Grazie al movimento per l'emancipazione femminile  "Periodo del Risveglio",  che già nel 1923 portò la Turchia all'abolizione della Sharia  ed alla laicizzazione dello Stato, alcune cose oggi sono cambiate...  cambiamenti che hanno contribuito alla nascita di progetti sociali e culturali su cui ancora oggi si scontrano Progressisti  e Fondamentalisti.

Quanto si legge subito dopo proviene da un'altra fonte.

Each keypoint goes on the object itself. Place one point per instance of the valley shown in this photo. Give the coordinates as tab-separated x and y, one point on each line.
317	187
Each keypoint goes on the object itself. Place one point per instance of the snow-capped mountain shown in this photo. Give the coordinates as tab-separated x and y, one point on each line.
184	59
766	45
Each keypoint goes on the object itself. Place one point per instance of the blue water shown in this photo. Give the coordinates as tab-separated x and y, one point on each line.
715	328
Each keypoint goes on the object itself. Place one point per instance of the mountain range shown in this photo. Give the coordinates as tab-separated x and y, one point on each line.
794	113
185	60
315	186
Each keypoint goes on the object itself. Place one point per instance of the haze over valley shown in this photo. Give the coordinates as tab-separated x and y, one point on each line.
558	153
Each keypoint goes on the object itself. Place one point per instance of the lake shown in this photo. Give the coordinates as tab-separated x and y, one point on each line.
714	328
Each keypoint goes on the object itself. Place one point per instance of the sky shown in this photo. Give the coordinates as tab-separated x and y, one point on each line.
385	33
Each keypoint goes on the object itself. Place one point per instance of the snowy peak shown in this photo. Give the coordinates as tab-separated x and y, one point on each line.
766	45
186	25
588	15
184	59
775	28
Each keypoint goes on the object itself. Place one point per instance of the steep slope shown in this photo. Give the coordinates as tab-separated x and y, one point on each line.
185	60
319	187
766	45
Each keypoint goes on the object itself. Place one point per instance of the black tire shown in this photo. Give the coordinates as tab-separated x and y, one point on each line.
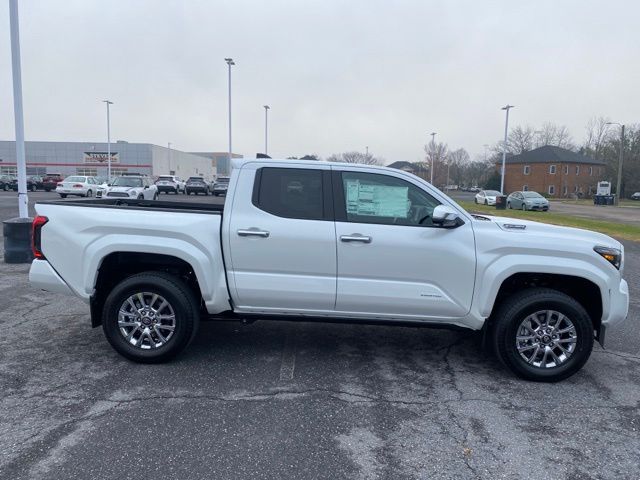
518	307
176	292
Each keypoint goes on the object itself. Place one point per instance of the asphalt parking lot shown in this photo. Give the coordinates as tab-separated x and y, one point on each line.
286	400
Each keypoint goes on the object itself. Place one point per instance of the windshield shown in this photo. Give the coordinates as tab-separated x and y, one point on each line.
127	182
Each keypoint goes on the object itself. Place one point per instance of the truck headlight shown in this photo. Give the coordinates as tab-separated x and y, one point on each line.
611	255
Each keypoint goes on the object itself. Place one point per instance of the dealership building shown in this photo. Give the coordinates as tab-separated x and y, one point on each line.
90	158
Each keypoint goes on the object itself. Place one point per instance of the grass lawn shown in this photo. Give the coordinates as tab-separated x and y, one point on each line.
616	230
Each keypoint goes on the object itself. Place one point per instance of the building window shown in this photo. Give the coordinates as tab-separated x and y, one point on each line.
88	172
116	172
13	171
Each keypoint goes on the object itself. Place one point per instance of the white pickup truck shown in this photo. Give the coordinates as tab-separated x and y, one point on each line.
310	240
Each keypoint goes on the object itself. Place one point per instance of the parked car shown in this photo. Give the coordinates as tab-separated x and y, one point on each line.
527	201
33	183
359	243
78	185
487	197
6	182
170	184
130	186
196	185
51	180
220	186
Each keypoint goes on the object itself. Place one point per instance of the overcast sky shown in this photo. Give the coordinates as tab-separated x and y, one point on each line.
339	75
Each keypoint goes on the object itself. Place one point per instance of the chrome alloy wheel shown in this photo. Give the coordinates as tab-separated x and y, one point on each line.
146	320
546	339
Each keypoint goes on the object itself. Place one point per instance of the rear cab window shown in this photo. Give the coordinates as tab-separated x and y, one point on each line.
300	193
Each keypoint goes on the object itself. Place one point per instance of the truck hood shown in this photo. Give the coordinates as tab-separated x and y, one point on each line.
548	232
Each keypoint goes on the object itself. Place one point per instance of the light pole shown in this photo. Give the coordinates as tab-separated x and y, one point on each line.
108	102
266	127
504	146
230	63
23	199
433	158
620	161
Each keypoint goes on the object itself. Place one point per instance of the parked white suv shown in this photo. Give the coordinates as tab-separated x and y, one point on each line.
78	185
139	187
169	184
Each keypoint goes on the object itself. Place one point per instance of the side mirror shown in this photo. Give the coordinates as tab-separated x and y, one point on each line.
446	217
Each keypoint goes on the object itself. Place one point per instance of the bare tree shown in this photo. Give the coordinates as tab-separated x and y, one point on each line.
597	135
521	139
435	156
355	157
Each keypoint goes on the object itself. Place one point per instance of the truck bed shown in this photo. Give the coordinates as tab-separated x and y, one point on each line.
134	204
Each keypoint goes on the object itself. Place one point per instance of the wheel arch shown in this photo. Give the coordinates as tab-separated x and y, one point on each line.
583	290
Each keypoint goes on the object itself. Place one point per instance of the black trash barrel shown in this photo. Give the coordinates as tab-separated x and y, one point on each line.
501	202
17	240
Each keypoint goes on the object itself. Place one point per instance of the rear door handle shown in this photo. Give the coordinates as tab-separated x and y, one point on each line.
253	232
355	237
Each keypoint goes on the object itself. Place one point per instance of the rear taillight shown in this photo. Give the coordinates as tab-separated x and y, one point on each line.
36	236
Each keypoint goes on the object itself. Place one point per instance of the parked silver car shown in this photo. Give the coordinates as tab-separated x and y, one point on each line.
527	201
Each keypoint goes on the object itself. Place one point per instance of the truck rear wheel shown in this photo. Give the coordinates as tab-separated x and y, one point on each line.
542	335
150	317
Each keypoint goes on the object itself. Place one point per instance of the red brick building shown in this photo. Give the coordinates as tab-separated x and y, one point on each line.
553	171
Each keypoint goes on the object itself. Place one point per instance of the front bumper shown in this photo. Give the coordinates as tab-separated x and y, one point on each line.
43	276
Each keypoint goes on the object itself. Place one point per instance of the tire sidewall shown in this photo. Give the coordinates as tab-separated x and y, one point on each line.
175	292
506	333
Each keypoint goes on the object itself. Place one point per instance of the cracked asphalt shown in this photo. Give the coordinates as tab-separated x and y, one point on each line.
287	400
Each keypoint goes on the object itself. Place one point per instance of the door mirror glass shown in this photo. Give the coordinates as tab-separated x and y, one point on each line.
445	216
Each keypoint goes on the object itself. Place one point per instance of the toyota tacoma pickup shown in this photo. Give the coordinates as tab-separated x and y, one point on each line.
319	241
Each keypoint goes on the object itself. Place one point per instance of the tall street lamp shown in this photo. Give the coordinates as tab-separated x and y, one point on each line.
433	158
504	146
108	102
620	161
266	127
23	199
230	63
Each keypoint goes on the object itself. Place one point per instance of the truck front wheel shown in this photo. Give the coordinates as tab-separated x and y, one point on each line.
542	335
150	317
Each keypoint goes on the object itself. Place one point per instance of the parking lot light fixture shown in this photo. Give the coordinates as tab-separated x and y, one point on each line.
108	102
230	63
620	161
507	107
433	144
266	127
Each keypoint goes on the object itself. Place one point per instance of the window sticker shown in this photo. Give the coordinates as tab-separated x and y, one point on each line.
377	200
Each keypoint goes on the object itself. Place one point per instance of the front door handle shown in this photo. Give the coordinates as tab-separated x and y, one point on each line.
253	232
355	237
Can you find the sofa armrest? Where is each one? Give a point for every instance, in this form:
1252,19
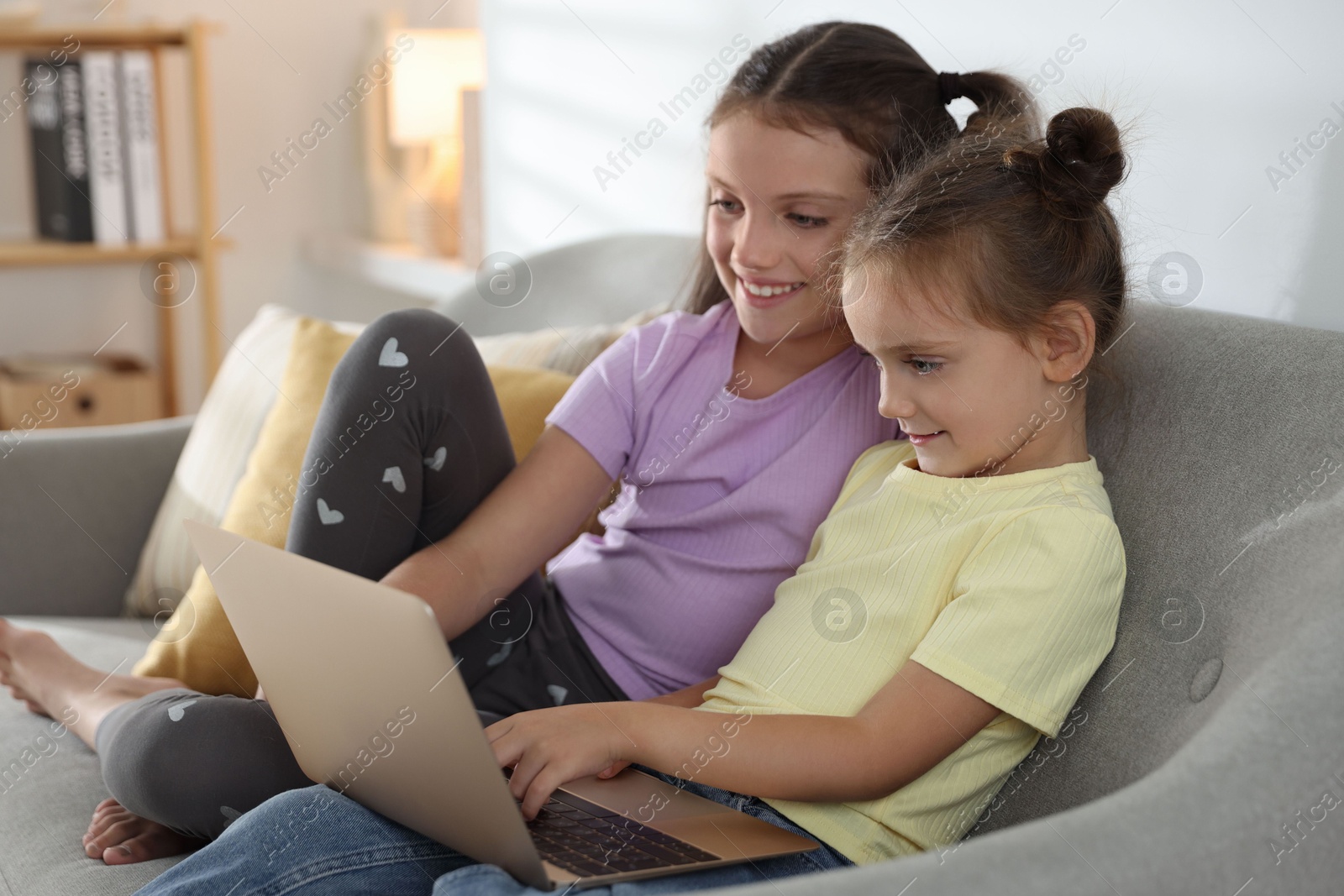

Oggi, la poligamia, pur riconosciuta, è praticata solo in bassissima percentuale e la maggior parte dei matrimoni sono monogami.  In materia di diritto familiare, alla donna divorziata è finalmente riconosciuto il diritto di tenere il figlio con sé fino a nuove nozze o  di non contrarre matrimonio contro la propria volontà; in alcuni Paesi poligamia e ripudio sono stati aboliti.
Alla donna araba oggi, è riconosciuto il diritto all'istruzione ed al lavoro come in ogni altra società.
Quando si parla di donna araba non si parla di una sola realtà, ma di un mondo variegato con realtà diverse, che non devono indulgere l'osservatore esterno a facili pregiudizi.   Come  nella società occidentale un'italiana è diversa da una svedese,  nella società araba una saudita lo è da una tunisina.
E' paradossale che a diffondere lo stereotipo della donna araba sottomessa e completmente assoggettata all'uomo siano solo fatti di cronaca e si tralascino invece le conquiste, numerose, delle donne arabe nell'ambito della società.
Uscita dal limbo di ignoranza in cui è vissuta per secoli, la donna araba oggi conosce, al  pari  della donna occidentale, molte nuove realtà. Come la donna occidentale e soprattutto negli ultimi decenni,  ha conseguito successi e conquistato diritti.
Uno di queste conquiste è  il diritto a coprirsi il capo, se desidera farlo e se non vi é costretta da qualcuno o da qualche precetto.